The term ‘appropriately managed’ in these goals means that every location is ecologically assessed before an individual management plan is created. This is essential given the incredibly diverse terrains and ecosystem types within small distances, and also given their close proximity to marine protected areas, reserves, and taiapure (estuarine and coastal areas that are significant for food, spiritual, or cultural reasons for Maori) that are affected by runoff from hills.
In addition to land covenants, the Trust runs workshops on topics including weeding, biodiversity, and ways to mitigate fire risk—an increasingly important subject as climate change brings hotter and dryer conditions to Canterbury, with Banks Peninsula particularly exposed to high winds and rates of evaporation, exacerbating fire risk. In July 2011, following the driest winter ever recorded, a lightning strike ignited a bush fire that spread through gorse and grasslands, but wherever it encountered native bush and beech forest, it was extinguished (Hugh Wilson, Video 1: 22-24mins).

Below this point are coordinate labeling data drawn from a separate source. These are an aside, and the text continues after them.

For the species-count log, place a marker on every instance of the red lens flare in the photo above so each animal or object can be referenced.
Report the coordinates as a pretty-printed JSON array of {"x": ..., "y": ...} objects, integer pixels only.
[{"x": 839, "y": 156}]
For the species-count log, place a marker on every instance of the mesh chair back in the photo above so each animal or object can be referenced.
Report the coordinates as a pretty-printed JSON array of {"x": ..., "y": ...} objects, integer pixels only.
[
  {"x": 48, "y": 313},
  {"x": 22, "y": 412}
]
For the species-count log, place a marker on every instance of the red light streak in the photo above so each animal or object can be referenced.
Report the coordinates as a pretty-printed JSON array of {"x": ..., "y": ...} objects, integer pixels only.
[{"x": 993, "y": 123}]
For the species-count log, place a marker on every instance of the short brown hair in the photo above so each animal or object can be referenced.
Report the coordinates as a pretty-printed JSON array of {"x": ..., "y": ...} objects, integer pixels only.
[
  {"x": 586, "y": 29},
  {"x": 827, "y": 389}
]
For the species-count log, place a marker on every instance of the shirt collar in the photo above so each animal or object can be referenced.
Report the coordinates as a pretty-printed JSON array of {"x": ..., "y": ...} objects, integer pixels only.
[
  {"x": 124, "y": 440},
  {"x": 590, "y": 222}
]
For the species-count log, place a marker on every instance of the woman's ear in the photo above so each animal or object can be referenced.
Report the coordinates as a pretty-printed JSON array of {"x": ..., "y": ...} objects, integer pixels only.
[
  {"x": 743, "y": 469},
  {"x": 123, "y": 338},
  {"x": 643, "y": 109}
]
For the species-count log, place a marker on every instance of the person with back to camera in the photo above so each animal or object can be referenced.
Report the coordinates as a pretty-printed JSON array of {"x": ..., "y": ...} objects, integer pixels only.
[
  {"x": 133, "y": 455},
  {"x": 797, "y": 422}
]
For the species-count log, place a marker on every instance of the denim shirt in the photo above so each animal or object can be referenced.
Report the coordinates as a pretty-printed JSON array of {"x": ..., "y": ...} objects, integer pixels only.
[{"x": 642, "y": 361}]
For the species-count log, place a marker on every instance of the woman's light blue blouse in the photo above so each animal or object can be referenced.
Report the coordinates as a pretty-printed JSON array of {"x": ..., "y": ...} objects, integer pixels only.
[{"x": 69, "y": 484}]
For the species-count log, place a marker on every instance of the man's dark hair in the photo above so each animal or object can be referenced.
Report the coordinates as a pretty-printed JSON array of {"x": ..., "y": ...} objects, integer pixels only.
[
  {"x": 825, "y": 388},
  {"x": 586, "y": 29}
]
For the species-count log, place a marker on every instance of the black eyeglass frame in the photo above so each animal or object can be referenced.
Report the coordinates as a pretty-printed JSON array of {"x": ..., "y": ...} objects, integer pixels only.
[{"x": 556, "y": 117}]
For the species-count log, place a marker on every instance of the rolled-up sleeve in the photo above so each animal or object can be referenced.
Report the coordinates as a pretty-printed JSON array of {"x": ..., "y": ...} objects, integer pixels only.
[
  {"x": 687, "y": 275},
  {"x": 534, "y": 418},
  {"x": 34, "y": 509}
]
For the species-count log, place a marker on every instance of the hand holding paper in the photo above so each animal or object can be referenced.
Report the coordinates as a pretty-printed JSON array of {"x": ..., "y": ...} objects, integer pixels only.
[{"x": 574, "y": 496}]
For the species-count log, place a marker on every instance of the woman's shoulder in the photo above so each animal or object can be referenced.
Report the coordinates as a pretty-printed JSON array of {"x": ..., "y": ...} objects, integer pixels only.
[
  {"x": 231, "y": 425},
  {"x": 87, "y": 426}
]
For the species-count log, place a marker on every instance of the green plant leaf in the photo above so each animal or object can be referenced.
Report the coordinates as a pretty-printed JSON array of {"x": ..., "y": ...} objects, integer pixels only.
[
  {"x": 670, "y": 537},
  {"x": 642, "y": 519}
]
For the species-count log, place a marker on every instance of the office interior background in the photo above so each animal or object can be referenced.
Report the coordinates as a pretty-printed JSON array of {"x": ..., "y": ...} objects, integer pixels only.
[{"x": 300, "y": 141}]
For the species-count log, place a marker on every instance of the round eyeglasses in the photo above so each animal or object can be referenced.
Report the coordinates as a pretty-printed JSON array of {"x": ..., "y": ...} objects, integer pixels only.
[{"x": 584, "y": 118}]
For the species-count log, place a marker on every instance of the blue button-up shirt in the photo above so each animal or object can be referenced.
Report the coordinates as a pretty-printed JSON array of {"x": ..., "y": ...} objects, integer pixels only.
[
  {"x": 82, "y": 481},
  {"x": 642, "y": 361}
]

Other programmes include the Wildside Project, a large scale collaboration of landowners, Christchurch City Council, Department of Conservation, Environment Canterbury, and the Trust to protect a variety of endemic, threatened, and iconic species including rare skinks and geckos, and penguins (Fig.1), including through its Pest Free Banks Peninsula project.
How these actions help mitigate the impacts of climate change
- A covenant is a powerful legal mechanism to protect conservation lands in perpetuity, while landowners retain full ownership and manage it with advice from the Trust. See their ten-step guide to the covenanting process.
- Protecting existing biodiversity through covenants is far more cost-effective that restoring native ecosystems on bare land. Covenanting ensures that the co-benefits of life-supporting ecosystem services continues; these services include providing habitats for endemic taonga species that pollinate plants, and, along with microbes and fungi that help recycle nutrients, helps the soil absorb and permanently store carbon and helping to retard or limit the risk of fires as the climate warms.
- Covenanted areas also act as sanctuaries from which a multitude of species can disperse into areas currently or soon to be restored (see the Trust’s ‘other programmes‘), which in turn draws down and stores even more carbon dioxide and further enhances ecosystem services.
- The processes to create and maintain covenants, the workshops and volunteering programmes, all promote knowledge and raise awareness of and appreciation for healthy biodiversity and its part in adapting to and mitigating the effects of climate change.
- With increasing awareness and understanding of the importance of biodiversity as an essential contributor of ecosystem services, there
is also a growing awareness and understanding of how natural ecosystem services extend to farmlands, especially those adjacent to areas of high native biodiversity. Pollination is increased, more water and nutrients are retained in soils, reducing the need for agrichemicals, and soil erosion is reduced. The latter is particularly important as weather is predicted to intensify. Less erosion means less sediment washed into the ocean. Too much sediment would otherwise smother and kill coastal and marine ecosystems including salt marshes and seaweed (both of which absorb large quantities of carbon dioxide).